After trade talks with Chinese negotiators wrap in Washington this week, a small group of those officials are planning a trip to farm country to meet face to face with the producers whose finances have been deteriorating as the trade war drags on.
The delegation, led by Vice Minister for Agriculture and Rural Affairs Han Jun, is currently planning follow-on visits to Bozeman, Montana, and Omaha, Nebraska, according to two people with knowledge of the visits. The Montana Farm Bureau on Thursday confirmed a Chinese delegation would be visiting with farmers in the state early next week.
The visit could bring a welcome salve to farmers caught in the crosshairs of the trade war if it results in a reopening of the market. In response to escalating U.S. tariffs, China has placed tariffs on and halted state purchases of U.S. agricultural products.
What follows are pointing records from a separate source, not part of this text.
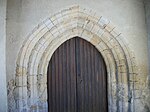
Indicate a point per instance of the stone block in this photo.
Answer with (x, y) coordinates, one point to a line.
(103, 22)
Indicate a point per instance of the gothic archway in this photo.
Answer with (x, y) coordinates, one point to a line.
(33, 58)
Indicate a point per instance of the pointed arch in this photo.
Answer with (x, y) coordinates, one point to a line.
(36, 52)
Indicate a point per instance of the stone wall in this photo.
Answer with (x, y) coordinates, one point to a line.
(128, 16)
(3, 91)
(147, 10)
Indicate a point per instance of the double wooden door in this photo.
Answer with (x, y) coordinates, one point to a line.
(77, 78)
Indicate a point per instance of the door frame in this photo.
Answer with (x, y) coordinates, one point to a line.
(31, 69)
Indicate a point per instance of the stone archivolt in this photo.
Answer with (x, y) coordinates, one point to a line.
(31, 68)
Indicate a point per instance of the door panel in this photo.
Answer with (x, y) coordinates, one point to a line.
(77, 78)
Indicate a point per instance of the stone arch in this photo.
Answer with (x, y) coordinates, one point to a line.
(31, 66)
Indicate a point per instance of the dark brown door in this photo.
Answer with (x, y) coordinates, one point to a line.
(77, 78)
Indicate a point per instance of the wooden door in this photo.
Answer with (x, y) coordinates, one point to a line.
(77, 78)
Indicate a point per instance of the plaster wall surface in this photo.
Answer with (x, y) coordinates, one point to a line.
(3, 94)
(127, 15)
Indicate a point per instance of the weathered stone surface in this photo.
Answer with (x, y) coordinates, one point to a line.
(33, 58)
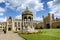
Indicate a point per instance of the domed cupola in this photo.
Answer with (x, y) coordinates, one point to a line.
(27, 12)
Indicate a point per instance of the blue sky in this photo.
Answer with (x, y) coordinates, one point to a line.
(39, 8)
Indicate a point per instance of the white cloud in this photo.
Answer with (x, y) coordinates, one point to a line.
(3, 19)
(20, 5)
(2, 10)
(18, 17)
(54, 7)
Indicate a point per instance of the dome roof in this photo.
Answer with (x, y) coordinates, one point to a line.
(27, 12)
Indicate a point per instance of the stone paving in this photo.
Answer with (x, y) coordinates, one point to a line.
(10, 36)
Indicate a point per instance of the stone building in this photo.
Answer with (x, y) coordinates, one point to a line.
(25, 24)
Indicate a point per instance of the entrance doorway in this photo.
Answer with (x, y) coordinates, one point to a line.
(48, 26)
(9, 29)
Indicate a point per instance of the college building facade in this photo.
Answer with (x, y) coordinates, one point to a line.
(25, 24)
(28, 24)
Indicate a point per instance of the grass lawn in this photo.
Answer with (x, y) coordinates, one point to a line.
(47, 34)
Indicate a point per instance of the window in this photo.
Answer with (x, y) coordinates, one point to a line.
(15, 24)
(18, 28)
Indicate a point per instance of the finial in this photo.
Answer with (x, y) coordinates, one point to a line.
(26, 8)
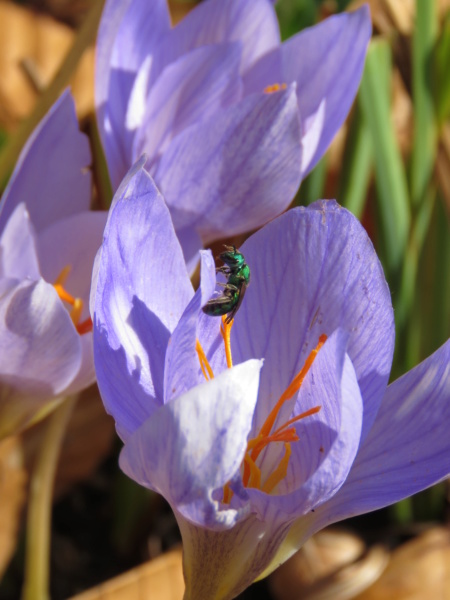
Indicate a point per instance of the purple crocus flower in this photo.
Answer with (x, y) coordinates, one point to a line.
(48, 240)
(259, 436)
(231, 119)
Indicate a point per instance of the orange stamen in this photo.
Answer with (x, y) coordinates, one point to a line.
(204, 364)
(254, 479)
(276, 87)
(85, 326)
(292, 388)
(76, 303)
(279, 473)
(284, 433)
(225, 330)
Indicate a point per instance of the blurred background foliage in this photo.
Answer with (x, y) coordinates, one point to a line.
(389, 165)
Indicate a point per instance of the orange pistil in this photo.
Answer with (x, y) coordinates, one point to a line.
(285, 433)
(225, 330)
(76, 303)
(204, 364)
(276, 87)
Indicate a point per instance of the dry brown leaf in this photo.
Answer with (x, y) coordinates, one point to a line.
(418, 569)
(159, 579)
(88, 440)
(389, 16)
(178, 9)
(32, 47)
(333, 565)
(12, 496)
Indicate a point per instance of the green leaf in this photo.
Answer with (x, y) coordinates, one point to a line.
(374, 100)
(442, 70)
(357, 166)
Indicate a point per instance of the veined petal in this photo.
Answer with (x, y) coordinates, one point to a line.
(40, 349)
(181, 370)
(238, 171)
(18, 248)
(190, 90)
(406, 451)
(51, 176)
(326, 61)
(317, 271)
(234, 557)
(322, 457)
(129, 31)
(254, 24)
(142, 289)
(207, 428)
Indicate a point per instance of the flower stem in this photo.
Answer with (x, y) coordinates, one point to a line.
(37, 552)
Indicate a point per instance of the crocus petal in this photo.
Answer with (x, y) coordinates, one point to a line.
(406, 451)
(182, 364)
(408, 447)
(59, 246)
(17, 247)
(327, 62)
(207, 428)
(51, 175)
(254, 24)
(134, 313)
(317, 271)
(190, 90)
(241, 169)
(129, 31)
(234, 557)
(39, 346)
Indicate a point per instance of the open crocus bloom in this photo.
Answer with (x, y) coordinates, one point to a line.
(260, 432)
(48, 241)
(230, 118)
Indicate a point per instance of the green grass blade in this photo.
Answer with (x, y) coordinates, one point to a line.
(442, 66)
(357, 166)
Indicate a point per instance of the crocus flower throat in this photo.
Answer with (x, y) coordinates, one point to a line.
(76, 303)
(251, 473)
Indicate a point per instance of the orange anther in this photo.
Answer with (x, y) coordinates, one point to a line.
(276, 87)
(225, 330)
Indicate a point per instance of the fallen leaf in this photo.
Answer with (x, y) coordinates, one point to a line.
(418, 569)
(332, 565)
(88, 440)
(32, 48)
(159, 579)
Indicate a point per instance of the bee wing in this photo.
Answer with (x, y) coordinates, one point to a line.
(231, 314)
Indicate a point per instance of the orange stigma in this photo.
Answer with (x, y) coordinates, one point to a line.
(276, 87)
(285, 433)
(76, 303)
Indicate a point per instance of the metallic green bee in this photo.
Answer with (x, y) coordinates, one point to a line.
(237, 272)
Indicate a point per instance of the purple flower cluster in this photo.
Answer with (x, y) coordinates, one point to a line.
(260, 431)
(231, 120)
(48, 241)
(260, 436)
"It's encouraging to see progress in the negotiations between the U.S. and China," said Montana farmer Michelle Erickson-Jones. "It is also very encouraging to see that we expect a delegation from the Chinese negotiating team to visit Montana. We have been suffering increased costs and a loss of a key export market since we first enacted tariffs and faced retaliatory tariffs in 2018."
She noted that wheat farmers in Montana saw sales to China drop to almost nothing since March 2018. That compares with $65 million annually between 2012 and 2017 in Montana alone.
"It was a market we wanted to see expand, not disappear," she said.
In lieu of a trade deal, The U.S. Department of Agriculture has rolled out a second tranche of aid for farmers facing an absence of customers. In total, the USDA has authorized $28 billion in aid to help affected farmers.
"I think it's very clear that our farmers this year, when these talks with China did not proceed as we had hoped, again continued to be affected by tariff damages," Agriculture Secretary Sonny Perdue told reporters when the latest program was announced in July. "I think it's entirely justifiable."
Perdue said at that time that President Donald Trump was insisting China purchase agricultural products "as a way to unfreeze our discussions [with Beijing]."
On Thursday Perdue confirmed CNBC's reporting that Chinese officials would be touring U.S. farms next week and said he was hopeful the trip would usher in new purchase agreements, as past visits by Vice Premier Liu He had.
"We hope that these purchases - or agreements - or these talks this coming week can really be fruitful and give momentum… into further discussion of a trade resolution."
In June, Trump said China would be buying "massive amounts" of U.S. farm products as a result of a bilateral meeting between himself and China's Xi Jinping. So far, those purchases have not materialized. People briefed on the bilateral meeting say China said it would "consider" purchasing farm products but made no concrete commitment.
Correction: Han Jun is China's vice minister for agriculture and rural affairs. An earlier version misidentified the official.